In the lmer
function within lme4
in
R
there is a call for constructing a model matrix of random
effects, \(Z\), as explained here, pages 7 - 9.
Calculating \(Z\) entails KhatriRao and/or Kronecker products of two matrices, \(J_i\) and \(X_i\).

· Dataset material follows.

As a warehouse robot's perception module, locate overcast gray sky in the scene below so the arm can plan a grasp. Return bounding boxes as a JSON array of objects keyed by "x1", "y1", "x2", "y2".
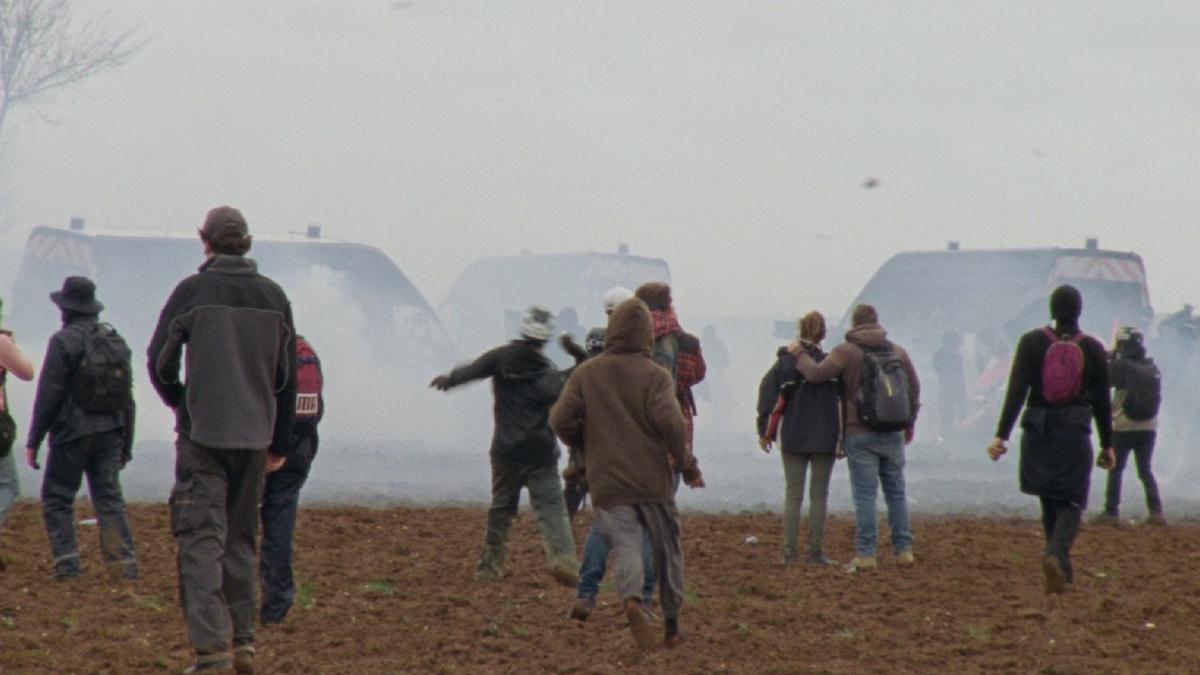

The matrix \(J_i\) is a mouthful: “Indicator matrix of grouping factor indices”, but it seems to be a sparse matrix with dummy coding to select which unit (for example, subjects in repetitive measurements) corresponding to higher hierarchical levels are “on” for any observation. The \(X_i\) matrix seems to act as a selector of measurements in the lower hierarchical level, so that the combination of both “selectors” would yield a matrix, \(Z_i\) of the form illustrated in the paper via the following example:
require(lme4)
(f<-gl(3,2))
## [1] 1 1 2 2 3 3
## Levels: 1 2 3
(Ji<-t(as(f,Class="sparseMatrix")))
## 6 x 3 sparse Matrix of class "dgCMatrix"
## 1 2 3
## [1,] 1 . .
## [2,] 1 . .
## [3,] . 1 .
## [4,] . 1 .
## [5,] . . 1
## [6,] . . 1
(Xi<-cbind(1,rep.int(c(-1,1),3L)))
## [,1] [,2]
## [1,] 1 -1
## [2,] 1 1
## [3,] 1 -1
## [4,] 1 1
## [5,] 1 -1
## [6,] 1 1
Transposing each of these matrices, and performing a Khatri-Rao multiplication:
\(\left[\begin{smallmatrix}1 & 1 &. &. &. &.\\.&.&1&1&.&.\\.&.&.&.&1&1 \end{smallmatrix}\right]\ast \left[\begin{smallmatrix}\,\,\,\,1 & 1 &\,\,\,\,1 &1 &\,\,\,\,1 &1\\-1&1&-1&1&-1&1 \end{smallmatrix}\right]= \left[\begin{smallmatrix}\,\,1 & 1 &.&.&.&.\\\,\,\,\,-1 &1&.&.&.&.\\ .&.&\,\,\,\,\,1 &1&.&.\\.&.&\,\,-1&1&.&.\\.&.&.&.&\,\,\,1&1\\.&.&.&.&-1&1 \end{smallmatrix}\right]\)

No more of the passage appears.